Primary Colors (1998) -vs- The Candidate (1972)
The Smackdown. What does Barack Obama have in common with Robert Redford? Besides being a liberal Democrat? Maybe, by the end of the evening, Obama will have the chance to utter Redford's famous line to Peter Boyle in "The Candidate" to his own campaign manager, David Plouffe.
You remember. "What do we do now?"
Redford's character was politically naive where Obama has already been toughened by a career in politics. He probably knows damn well what's next.
In any case, now that the 2008 election is nearly history, it seems right to take a glance in the rear-view mirror of our campaign bus and check out two classic election films.
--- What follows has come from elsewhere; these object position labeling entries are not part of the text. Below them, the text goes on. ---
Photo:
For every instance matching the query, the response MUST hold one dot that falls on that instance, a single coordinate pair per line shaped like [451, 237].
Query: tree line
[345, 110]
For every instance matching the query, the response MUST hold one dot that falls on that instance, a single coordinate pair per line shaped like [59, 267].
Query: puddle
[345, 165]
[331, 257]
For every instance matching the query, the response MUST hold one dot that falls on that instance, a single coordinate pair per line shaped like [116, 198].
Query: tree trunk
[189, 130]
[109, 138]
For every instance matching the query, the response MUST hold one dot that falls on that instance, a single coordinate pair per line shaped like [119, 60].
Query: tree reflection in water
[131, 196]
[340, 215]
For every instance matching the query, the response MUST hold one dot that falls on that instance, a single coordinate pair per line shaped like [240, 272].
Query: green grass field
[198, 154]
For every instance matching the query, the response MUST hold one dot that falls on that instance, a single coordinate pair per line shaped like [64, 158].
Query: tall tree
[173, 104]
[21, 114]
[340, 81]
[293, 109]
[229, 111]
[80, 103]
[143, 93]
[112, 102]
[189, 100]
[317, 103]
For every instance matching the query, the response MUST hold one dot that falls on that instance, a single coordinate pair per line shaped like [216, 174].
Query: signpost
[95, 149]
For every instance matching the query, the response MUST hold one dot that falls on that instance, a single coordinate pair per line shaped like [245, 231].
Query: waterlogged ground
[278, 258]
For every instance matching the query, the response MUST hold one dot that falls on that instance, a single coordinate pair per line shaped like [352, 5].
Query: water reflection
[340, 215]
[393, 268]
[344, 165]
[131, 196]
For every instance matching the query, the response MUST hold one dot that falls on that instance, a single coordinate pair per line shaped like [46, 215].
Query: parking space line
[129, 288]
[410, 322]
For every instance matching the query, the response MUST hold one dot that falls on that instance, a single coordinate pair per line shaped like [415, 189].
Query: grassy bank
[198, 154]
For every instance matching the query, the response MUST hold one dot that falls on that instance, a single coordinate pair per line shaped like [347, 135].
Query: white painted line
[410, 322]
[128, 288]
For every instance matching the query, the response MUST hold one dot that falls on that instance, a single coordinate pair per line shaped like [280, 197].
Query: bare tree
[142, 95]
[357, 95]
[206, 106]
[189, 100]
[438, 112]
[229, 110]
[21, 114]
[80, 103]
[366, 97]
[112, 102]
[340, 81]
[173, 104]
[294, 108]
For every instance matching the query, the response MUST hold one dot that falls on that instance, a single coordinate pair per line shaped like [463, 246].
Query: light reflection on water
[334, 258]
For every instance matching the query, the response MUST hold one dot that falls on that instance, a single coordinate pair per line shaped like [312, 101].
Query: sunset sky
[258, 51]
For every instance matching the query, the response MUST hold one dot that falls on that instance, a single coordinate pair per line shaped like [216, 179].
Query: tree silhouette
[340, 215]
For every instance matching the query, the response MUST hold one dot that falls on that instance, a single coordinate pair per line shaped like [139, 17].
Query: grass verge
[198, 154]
"The Candidate" really established the genre 36 years ago, giving us Robert Redford at the height of his charismatic on-screen presence as a JFK-like California senatorial candidate who wants to run on issues but ends up running on great hair and piercing eyes. It's a good study of the quest for charisma in our candidates that has lead us to the success of Obama. By the way, the New York Time's A.O. Scott has a wonderful retrospective look at this film posted today with lots of clips. Check it out.
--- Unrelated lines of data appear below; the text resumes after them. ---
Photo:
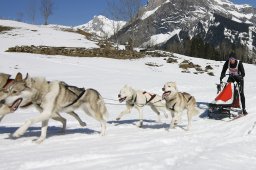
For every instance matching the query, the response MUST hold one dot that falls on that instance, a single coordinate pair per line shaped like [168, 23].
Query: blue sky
[65, 12]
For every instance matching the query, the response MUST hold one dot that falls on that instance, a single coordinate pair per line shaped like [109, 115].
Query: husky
[177, 102]
[6, 82]
[138, 99]
[54, 97]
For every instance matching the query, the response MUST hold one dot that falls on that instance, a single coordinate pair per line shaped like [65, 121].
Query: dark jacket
[240, 68]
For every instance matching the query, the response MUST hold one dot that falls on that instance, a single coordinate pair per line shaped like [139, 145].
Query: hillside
[209, 145]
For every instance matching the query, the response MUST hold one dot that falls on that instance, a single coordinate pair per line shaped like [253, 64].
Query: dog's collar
[152, 96]
[26, 105]
[172, 108]
[133, 100]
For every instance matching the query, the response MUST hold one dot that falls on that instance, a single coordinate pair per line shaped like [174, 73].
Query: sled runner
[227, 102]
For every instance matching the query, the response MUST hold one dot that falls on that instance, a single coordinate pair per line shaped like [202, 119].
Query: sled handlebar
[234, 77]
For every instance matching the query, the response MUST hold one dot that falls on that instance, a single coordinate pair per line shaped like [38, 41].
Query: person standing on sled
[236, 69]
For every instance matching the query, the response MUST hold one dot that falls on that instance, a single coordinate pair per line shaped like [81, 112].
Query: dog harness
[7, 83]
[78, 96]
[152, 96]
[133, 100]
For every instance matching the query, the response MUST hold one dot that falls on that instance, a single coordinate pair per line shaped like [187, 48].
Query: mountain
[175, 24]
[102, 26]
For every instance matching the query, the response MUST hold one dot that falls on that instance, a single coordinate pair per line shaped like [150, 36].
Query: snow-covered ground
[210, 144]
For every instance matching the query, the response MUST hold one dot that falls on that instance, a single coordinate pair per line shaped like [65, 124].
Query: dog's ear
[27, 76]
[18, 77]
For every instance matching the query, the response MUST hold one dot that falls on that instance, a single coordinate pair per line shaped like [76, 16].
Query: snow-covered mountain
[102, 26]
[166, 22]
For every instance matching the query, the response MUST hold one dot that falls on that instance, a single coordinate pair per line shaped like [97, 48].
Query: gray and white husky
[52, 98]
[176, 102]
[138, 99]
[5, 82]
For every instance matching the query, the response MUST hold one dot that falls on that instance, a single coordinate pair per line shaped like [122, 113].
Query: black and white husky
[138, 99]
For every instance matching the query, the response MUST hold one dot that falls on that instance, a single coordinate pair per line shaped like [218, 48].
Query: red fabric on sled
[226, 93]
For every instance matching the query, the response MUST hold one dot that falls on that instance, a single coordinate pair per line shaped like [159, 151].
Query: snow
[102, 26]
[148, 13]
[210, 144]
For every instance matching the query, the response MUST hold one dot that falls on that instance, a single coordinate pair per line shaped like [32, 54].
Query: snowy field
[210, 144]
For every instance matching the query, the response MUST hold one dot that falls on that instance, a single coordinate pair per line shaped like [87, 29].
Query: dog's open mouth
[122, 99]
[15, 104]
[165, 94]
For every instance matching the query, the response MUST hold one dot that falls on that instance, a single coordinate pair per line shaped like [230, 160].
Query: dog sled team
[51, 98]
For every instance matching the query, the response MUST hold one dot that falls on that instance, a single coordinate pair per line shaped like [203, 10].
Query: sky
[65, 12]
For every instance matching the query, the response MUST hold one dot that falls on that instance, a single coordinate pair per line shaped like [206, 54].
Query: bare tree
[32, 10]
[46, 9]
Then, just over a quarter of a century later, we got "Primary Colors" with John Travolta standing in for that horny guy who couldn't keep it zipped on the campaign trail or in the Oval Office and his wife who was the discipline behind the team. So those are the two nominees on our ballot. Let's see who's got the goods to win this cinematic election -- Redford/Obama or Travolta/Clinton.

The Challenger. The film comes from quite a pedigree: political writer Joe Klein wrote the book (originally as "Anonymous"), and the film was written by Elaine May and directed by Mike Nichols. Everything inside is paper-thin disguised as being about the 1992 Clinton campaign for the White House. John Travolta's Jack Stanton loves politics just like the real character he's based on and really cares about people, some of them so much he can't resist having sex with them. The reason to watch the film today, of course, is for insight into the Hillary character, Susan Stanton, as played by Emma Thompson (if you can get past how her repression of her British accent seems to give her Susan a sort of non-American blandness).
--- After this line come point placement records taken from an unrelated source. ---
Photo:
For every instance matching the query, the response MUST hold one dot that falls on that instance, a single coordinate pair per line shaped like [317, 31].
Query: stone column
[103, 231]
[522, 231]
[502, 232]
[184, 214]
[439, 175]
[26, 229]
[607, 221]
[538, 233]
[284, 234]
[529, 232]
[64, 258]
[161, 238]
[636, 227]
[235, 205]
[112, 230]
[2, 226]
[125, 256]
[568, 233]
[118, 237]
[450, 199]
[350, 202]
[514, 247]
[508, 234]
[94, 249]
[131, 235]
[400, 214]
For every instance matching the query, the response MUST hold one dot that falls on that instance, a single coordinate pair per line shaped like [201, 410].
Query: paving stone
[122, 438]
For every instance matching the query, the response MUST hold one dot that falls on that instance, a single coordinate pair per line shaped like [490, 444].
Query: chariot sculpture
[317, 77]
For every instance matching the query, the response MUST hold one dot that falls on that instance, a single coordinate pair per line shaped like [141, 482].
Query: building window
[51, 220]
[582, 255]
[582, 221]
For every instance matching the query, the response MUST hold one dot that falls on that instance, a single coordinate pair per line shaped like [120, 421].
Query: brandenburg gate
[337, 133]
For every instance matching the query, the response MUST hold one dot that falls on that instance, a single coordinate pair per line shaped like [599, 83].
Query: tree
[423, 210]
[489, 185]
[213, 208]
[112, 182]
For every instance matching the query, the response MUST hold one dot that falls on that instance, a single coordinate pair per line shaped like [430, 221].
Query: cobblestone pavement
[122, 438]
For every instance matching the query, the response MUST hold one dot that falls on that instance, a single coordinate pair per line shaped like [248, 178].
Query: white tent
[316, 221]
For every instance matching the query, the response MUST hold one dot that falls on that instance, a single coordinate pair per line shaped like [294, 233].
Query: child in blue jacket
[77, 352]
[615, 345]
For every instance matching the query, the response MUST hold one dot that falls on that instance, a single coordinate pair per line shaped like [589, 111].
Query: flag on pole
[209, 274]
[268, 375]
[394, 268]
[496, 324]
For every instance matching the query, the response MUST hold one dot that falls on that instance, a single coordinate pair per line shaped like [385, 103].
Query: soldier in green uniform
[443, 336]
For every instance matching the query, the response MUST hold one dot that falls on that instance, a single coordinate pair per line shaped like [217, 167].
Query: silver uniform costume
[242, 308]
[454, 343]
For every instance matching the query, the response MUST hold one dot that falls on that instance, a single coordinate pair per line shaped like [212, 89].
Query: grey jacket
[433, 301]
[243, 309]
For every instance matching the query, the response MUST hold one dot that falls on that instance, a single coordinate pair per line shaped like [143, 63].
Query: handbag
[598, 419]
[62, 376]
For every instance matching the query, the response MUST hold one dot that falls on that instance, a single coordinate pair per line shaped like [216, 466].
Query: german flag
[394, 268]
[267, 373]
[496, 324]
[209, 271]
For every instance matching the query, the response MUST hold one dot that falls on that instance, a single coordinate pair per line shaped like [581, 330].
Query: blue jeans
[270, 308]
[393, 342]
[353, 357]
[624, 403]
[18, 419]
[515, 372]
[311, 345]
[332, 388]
Travolta's impression of our former president is a little too slow and scratchy and never quite nails down this character as someone who could win the presidency despite some huge errors in personal judgment. There's a great moment when Susan Stanton up and slaps the hell out of her husband's face after his latest infidelity: it's surprising and it's what you would hope Hill actually did to Bill at some point. However, this is a film that doesn't actually pick sides: Clinton haters will see it as proof that Bill was barely a moral level above pond scum, and Clinton lovers will see it as proof of his humanity, however flawed and imperfect. I would love to see what this team could do with the 2008 Hillary campaign, though, because I bet it provided just as much material as Bill's 1998 one did.